Possible side effects
This procedure is generally safe, with low chances of presenting complications or risks to the person. The most common adverse effect that can occur after a lumbar puncture is temporary headache due to the decrease in cerebrospinal fluid in the adjacent tissues, and nausea and vomiting can also occur, which can be avoided if the person lies down for some time after the examination.
Pain and discomfort can also occur in the lower back that can be alleviated with pain relievers prescribed by the doctor, and although it is rare, infection or bleeding can also occur.
Lumbar puncture contraindications
Lumbar puncture is contraindicated in the presence of intracranial hypertension, such as that caused by a brain mass, due to the risk of brain displacement and herniation.

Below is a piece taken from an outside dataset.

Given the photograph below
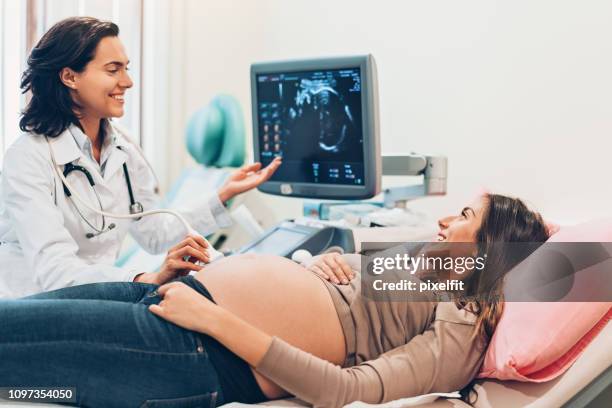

It should also not be performed on people who have a skin infection that will be punctured or who have a brain abscess.
Furthermore, you should always inform your doctor about the medication you are taking, especially if the person takes anticoagulants such as warfarin or clopidogrel, due to the risk of bleeding.
Cerebrospinal fluid samples are sent to the laboratory for analysis of various parameters such as appearance, which is usually transparent and colorless. If it has a yellowish or pink color or a cloudy appearance, it may indicate infection, as well as the presence of microorganisms such as bacteria, viruses or fungi.
In addition, total proteins and the amount of white blood cells are also evaluated, which, if elevated, may indicate infection or some inflammatory condition, glucose, which, if low, may be a sign of infection or other diseases, as well as the presence of abnormal cells may indicate certain types of cancer.